Your files are secretly full of it. Metadata – data about data – is often embedded in the electronic file itself. Therefore, if you are sharing files with clients, it is vital to understand how you might inadvertently be sharing metadata with them too.
Take back control of what you share
When stored internally, the metadata travels with the data to which it relates. As a result, when a copy of an electronic file is made, the internal metadata associated with the original file is included as well. If you’re sending files to clients, this could be a major nuisance – for example, they could uncover a wealth of confidential information hidden behind the scenes in a comments section that was originally only meant for internal use.

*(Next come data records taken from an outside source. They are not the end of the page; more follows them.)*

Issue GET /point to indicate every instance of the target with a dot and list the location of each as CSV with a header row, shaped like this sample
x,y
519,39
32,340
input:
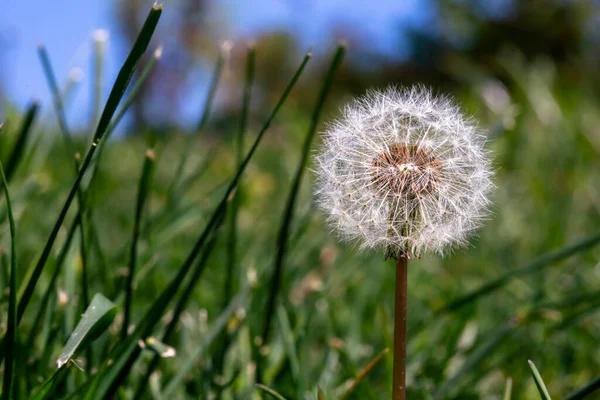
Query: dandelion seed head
x,y
405,172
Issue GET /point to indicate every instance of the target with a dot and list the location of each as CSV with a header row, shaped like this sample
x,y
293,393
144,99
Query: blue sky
x,y
66,28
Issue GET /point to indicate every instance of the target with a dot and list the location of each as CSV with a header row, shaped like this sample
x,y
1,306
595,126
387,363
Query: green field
x,y
528,287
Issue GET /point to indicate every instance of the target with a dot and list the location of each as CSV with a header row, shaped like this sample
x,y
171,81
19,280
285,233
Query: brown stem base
x,y
399,377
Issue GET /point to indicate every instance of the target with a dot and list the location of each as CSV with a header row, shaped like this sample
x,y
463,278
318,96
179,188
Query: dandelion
x,y
406,173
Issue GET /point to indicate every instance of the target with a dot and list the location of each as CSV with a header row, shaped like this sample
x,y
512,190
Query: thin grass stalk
x,y
232,237
100,38
62,255
10,338
400,309
17,151
587,389
212,91
111,105
284,231
57,100
107,381
177,311
143,189
83,251
122,110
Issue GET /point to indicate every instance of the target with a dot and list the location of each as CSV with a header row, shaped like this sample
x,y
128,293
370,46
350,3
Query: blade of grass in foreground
x,y
143,189
58,103
282,238
124,107
589,388
125,353
535,265
52,285
362,374
100,38
270,391
109,109
96,319
11,329
231,283
212,91
539,382
179,308
17,152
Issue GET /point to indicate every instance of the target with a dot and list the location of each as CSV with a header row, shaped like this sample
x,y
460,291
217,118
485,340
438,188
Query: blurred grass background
x,y
528,74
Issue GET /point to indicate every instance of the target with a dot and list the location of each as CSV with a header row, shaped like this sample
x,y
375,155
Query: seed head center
x,y
406,170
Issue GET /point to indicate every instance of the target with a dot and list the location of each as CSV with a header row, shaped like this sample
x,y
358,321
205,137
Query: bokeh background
x,y
527,70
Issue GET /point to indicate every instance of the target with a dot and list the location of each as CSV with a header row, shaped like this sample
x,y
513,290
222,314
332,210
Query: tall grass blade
x,y
111,105
123,110
212,91
320,394
589,388
143,189
270,391
100,39
284,231
95,321
179,308
47,390
57,99
539,382
508,390
62,255
533,266
11,328
126,350
17,151
231,283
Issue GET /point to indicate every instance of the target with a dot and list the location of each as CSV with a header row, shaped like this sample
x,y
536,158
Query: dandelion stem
x,y
399,377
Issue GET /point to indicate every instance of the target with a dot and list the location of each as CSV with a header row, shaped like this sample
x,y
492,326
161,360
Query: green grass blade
x,y
11,329
126,350
17,152
589,388
539,382
115,96
474,360
220,323
46,391
58,102
212,91
53,281
179,308
284,231
123,109
100,39
127,70
320,394
362,374
535,265
270,391
96,320
508,390
143,190
231,283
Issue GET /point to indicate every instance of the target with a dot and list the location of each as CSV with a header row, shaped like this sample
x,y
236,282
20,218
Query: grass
x,y
233,267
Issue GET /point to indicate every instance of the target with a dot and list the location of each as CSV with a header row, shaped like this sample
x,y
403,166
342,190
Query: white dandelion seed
x,y
405,172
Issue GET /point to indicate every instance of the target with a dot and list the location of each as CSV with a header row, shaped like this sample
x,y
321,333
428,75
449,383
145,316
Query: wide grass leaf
x,y
97,318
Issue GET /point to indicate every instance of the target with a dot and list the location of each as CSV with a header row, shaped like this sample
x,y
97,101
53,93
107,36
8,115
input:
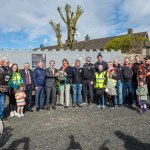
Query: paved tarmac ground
x,y
78,129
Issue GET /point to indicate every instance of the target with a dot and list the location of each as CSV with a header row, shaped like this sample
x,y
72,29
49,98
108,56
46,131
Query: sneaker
x,y
22,115
84,103
90,105
15,113
74,105
80,104
98,106
18,115
119,105
12,114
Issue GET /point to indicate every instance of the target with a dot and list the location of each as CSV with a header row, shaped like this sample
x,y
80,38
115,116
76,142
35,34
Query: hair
x,y
137,56
21,85
52,61
77,61
88,57
13,66
26,63
65,61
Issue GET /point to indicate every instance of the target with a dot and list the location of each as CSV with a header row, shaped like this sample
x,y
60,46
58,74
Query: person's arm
x,y
48,74
35,77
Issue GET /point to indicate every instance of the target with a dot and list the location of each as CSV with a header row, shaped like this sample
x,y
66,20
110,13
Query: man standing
x,y
100,62
39,83
136,65
77,84
147,67
119,78
27,77
88,81
127,82
2,94
50,86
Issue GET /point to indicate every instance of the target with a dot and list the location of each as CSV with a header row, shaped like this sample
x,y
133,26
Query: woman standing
x,y
66,70
14,82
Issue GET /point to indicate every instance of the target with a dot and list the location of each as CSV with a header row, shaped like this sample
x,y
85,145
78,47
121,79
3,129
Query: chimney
x,y
87,38
130,31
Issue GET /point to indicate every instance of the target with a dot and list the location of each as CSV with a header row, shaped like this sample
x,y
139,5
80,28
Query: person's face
x,y
52,64
109,65
115,62
26,66
137,59
65,63
100,58
6,63
100,67
41,65
77,64
15,67
147,62
1,63
126,61
21,89
88,60
141,83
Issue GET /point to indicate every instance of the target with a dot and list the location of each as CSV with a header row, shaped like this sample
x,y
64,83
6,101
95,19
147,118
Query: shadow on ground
x,y
74,144
131,143
14,144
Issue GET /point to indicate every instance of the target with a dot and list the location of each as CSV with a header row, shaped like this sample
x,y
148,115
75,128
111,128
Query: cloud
x,y
101,18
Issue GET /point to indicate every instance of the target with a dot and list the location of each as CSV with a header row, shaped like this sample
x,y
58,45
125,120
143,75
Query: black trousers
x,y
12,101
29,100
87,91
50,95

Whether you are sending out deal documents that are undergoing numerous rounds of revision between parties or forwarding confidential files to a client, you should ensure that all metadata is scrubbed or removed. This includes data such as total editing time, comments and anything else never intended to live beyond the draft stage, just in case anything incriminating ever falls into the wrong hands.

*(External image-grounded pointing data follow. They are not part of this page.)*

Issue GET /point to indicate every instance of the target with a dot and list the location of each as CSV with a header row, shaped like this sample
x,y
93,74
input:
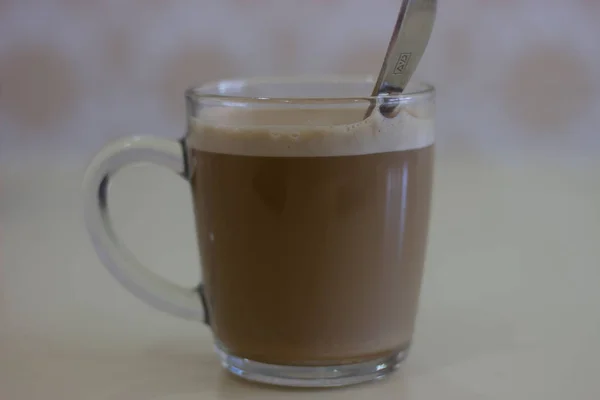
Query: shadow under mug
x,y
311,222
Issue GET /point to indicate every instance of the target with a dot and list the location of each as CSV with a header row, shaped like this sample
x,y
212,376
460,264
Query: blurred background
x,y
515,78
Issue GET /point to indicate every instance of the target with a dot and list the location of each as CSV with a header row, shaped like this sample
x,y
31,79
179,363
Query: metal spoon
x,y
407,45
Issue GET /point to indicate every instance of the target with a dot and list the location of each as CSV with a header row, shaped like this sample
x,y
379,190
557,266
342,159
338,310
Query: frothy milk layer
x,y
307,132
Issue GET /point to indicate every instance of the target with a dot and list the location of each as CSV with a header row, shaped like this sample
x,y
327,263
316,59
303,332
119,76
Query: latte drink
x,y
312,227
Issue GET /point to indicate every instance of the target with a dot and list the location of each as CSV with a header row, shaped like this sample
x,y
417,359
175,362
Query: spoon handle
x,y
407,45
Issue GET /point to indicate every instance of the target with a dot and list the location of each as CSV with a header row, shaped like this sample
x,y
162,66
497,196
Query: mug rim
x,y
210,90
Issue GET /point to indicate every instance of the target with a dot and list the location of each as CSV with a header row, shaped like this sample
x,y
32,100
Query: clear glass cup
x,y
312,212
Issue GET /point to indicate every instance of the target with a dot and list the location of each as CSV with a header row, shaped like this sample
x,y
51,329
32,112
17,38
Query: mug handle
x,y
120,262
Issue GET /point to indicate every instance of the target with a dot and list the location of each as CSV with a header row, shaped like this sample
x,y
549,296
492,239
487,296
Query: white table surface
x,y
510,306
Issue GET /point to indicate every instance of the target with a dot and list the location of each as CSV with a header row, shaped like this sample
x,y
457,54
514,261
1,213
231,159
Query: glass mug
x,y
311,212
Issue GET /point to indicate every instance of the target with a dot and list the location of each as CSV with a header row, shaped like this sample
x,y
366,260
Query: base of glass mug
x,y
317,376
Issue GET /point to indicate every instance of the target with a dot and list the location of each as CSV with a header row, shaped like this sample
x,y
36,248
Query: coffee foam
x,y
307,133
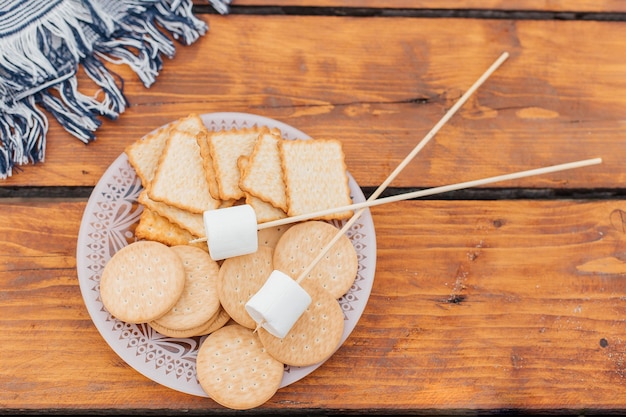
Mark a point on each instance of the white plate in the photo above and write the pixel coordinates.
(107, 226)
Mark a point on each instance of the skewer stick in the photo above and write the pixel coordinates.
(433, 191)
(401, 166)
(408, 159)
(453, 187)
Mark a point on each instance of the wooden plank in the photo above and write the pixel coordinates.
(602, 6)
(379, 85)
(498, 305)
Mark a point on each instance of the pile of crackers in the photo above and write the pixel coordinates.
(186, 169)
(175, 287)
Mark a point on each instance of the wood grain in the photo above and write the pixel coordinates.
(604, 6)
(378, 85)
(475, 305)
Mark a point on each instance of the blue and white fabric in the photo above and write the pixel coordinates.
(44, 42)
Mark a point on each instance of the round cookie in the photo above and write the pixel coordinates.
(199, 301)
(314, 336)
(303, 242)
(234, 369)
(142, 281)
(239, 279)
(217, 321)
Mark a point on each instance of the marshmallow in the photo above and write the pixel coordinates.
(231, 231)
(278, 304)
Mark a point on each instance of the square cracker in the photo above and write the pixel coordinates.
(263, 210)
(153, 226)
(144, 153)
(226, 146)
(192, 222)
(315, 176)
(180, 180)
(262, 175)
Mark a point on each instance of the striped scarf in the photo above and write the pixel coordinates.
(42, 44)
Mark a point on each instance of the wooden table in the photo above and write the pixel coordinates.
(498, 298)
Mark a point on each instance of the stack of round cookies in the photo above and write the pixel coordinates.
(181, 292)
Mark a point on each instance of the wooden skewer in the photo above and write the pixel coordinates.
(399, 168)
(407, 159)
(433, 191)
(458, 186)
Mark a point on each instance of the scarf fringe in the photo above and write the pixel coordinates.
(39, 61)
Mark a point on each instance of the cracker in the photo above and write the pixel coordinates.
(225, 147)
(199, 301)
(239, 279)
(152, 226)
(303, 242)
(262, 175)
(263, 210)
(207, 164)
(144, 153)
(314, 336)
(142, 282)
(192, 222)
(214, 323)
(234, 369)
(315, 176)
(179, 179)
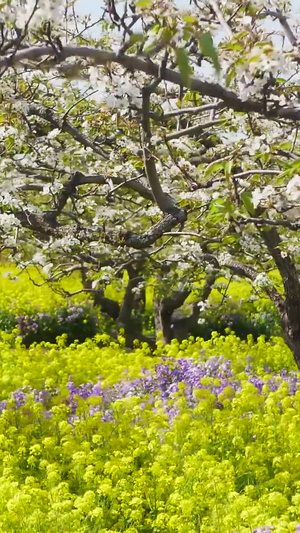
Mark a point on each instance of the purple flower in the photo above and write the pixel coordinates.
(20, 398)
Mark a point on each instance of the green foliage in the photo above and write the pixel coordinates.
(222, 469)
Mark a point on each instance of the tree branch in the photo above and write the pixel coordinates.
(62, 123)
(132, 63)
(164, 201)
(193, 130)
(284, 23)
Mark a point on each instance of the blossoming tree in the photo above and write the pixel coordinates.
(156, 141)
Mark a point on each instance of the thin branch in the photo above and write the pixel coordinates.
(263, 172)
(294, 226)
(132, 63)
(193, 130)
(223, 23)
(284, 23)
(60, 122)
(190, 111)
(164, 201)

Various metadata scrubbing plug-ins are available; but if you don’t have these, then converting a Word, PowerPoint or Excel file into a PDF is an excellent way of erasing any metadata traces. Most PDF converters, such as Adobe, have a feature that allows you to eliminate metadata and annotations from an open PDF document.
US state bar associations weigh in
Is it dishonest to look for metadata in a document exchanged between counsel? US state bar associations are divided in their approaches.

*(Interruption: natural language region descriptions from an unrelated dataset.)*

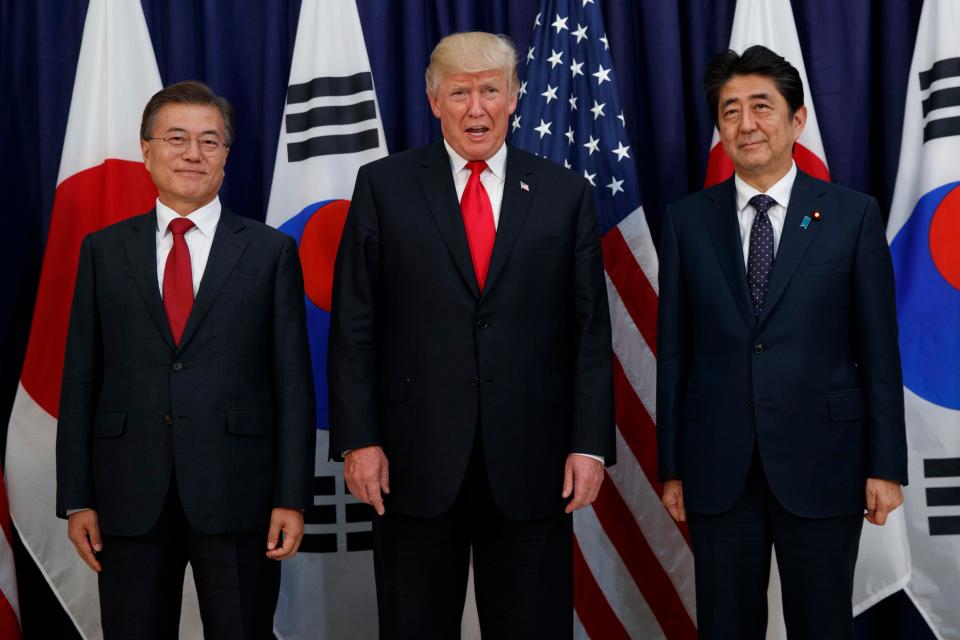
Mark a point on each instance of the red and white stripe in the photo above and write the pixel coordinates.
(633, 568)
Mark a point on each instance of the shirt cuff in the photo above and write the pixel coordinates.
(590, 455)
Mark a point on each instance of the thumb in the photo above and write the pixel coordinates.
(567, 481)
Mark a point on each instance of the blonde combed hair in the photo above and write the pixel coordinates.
(472, 52)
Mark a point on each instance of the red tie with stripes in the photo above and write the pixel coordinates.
(178, 280)
(478, 221)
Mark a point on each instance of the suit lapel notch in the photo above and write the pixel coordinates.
(229, 243)
(794, 240)
(518, 190)
(436, 182)
(724, 230)
(140, 244)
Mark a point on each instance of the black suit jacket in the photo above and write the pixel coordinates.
(230, 411)
(419, 357)
(814, 382)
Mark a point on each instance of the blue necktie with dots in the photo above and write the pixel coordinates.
(760, 255)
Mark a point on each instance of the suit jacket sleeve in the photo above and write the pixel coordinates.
(593, 424)
(82, 376)
(878, 356)
(672, 351)
(352, 351)
(295, 403)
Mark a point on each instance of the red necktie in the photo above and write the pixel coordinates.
(478, 221)
(178, 280)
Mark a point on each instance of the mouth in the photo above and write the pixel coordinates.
(477, 132)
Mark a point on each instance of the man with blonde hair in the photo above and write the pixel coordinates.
(469, 363)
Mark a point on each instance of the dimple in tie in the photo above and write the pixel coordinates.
(178, 280)
(478, 221)
(760, 254)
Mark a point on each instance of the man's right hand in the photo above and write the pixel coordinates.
(83, 529)
(673, 499)
(367, 475)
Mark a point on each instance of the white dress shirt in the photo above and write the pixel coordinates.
(780, 192)
(492, 178)
(199, 238)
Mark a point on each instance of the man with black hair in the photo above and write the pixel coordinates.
(779, 395)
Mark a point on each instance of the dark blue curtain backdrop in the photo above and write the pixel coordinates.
(857, 55)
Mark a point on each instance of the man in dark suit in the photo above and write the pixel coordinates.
(779, 403)
(470, 350)
(186, 427)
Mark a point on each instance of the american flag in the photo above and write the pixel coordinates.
(633, 568)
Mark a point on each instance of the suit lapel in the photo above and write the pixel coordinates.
(513, 212)
(794, 240)
(141, 247)
(229, 242)
(721, 220)
(436, 181)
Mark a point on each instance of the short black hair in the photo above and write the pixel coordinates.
(755, 60)
(186, 92)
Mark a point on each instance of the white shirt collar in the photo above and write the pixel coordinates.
(497, 164)
(780, 191)
(205, 218)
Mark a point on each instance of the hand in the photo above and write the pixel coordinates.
(883, 496)
(582, 477)
(290, 522)
(83, 529)
(367, 474)
(673, 499)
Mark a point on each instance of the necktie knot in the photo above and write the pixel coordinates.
(476, 166)
(762, 203)
(180, 226)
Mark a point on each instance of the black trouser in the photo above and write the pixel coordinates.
(816, 558)
(141, 583)
(523, 574)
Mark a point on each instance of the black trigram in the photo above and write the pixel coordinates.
(943, 496)
(940, 127)
(321, 116)
(326, 514)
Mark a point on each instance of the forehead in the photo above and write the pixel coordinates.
(189, 117)
(743, 87)
(487, 76)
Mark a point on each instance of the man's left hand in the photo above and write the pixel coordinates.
(883, 496)
(582, 477)
(290, 522)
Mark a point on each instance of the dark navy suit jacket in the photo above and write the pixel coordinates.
(229, 412)
(814, 383)
(420, 358)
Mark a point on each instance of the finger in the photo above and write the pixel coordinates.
(373, 490)
(567, 481)
(384, 478)
(273, 534)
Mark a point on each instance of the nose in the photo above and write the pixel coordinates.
(475, 107)
(192, 152)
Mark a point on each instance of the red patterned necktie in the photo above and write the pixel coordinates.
(178, 280)
(478, 221)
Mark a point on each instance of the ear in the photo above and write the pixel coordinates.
(145, 152)
(434, 105)
(799, 122)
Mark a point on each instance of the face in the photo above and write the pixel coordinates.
(189, 179)
(474, 110)
(756, 128)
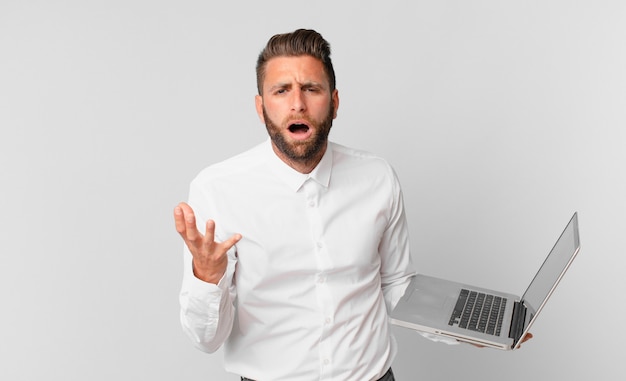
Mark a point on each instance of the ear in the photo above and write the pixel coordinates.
(258, 103)
(335, 97)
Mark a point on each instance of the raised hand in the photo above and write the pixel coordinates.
(209, 257)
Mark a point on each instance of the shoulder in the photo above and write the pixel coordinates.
(360, 159)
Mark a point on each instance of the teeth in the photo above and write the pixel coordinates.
(298, 127)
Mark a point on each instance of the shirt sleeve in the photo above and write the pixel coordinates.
(207, 310)
(396, 265)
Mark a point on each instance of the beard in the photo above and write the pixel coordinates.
(304, 151)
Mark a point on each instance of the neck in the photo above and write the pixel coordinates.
(301, 165)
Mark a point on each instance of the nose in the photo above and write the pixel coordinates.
(298, 102)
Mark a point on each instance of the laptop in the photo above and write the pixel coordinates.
(481, 316)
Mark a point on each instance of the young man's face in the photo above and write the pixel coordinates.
(297, 107)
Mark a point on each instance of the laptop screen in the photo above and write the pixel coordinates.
(552, 268)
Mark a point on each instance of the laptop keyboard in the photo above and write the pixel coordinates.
(479, 312)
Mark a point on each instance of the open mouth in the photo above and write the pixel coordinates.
(298, 128)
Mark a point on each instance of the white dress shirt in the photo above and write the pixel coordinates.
(323, 258)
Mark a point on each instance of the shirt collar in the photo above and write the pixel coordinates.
(294, 179)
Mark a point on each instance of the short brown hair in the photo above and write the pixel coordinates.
(298, 43)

On one hand, the state bar of New York concluded that conducting a purposeful search for metadata is unethical. The New York State Bar Association emphasised that "it is a deliberate act by the receiving lawyer, not carelessness on the part of the sending lawyer, that would lead to the disclosure of client confidences and secrets" in the embedded data.
However, the Maryland State Bar Association found nothing unethical with deliberately mining documents sent by opposing counsel outside the context of discovery for metadata.
While there are variations depending on each jurisdiction, many state bars agree that it would be a breach of ethics only if the metadata had been sent inadvertently, and that it is the lawyer’s duty to notify the sender. On the other hand, it must be stressed that a lawyer can still actively "mine" a document for metadata and acquire confidential and privileged information.
In light of this, it appears that the greater the significance of the information and the clearer it is that the information was sent by mistake, the more likely it is that it is unethical not to notify the sender of the presence of embedded data.
To avoid issues, best practice for firms is to ensure that metadata is stripped before documents are sent out. Don’t get caught out sharing information you wanted to keep confidential!
But don’t despair; metadata isn’t all bad. There is no right amount of metadata. Too little and you leave your content unsupported – making it difficult for readers to navigate from different content articles, especially if the reader wants to read more of what your firm is writing about.
However, metadata can be beneficial when it comes to organising content on your firm’s website – why not assign content-related tags so that your content is read by the right audience? Even better, making your website searchable by those tags; a great way to improve your site’s navigation to your audience and enhance their online experience.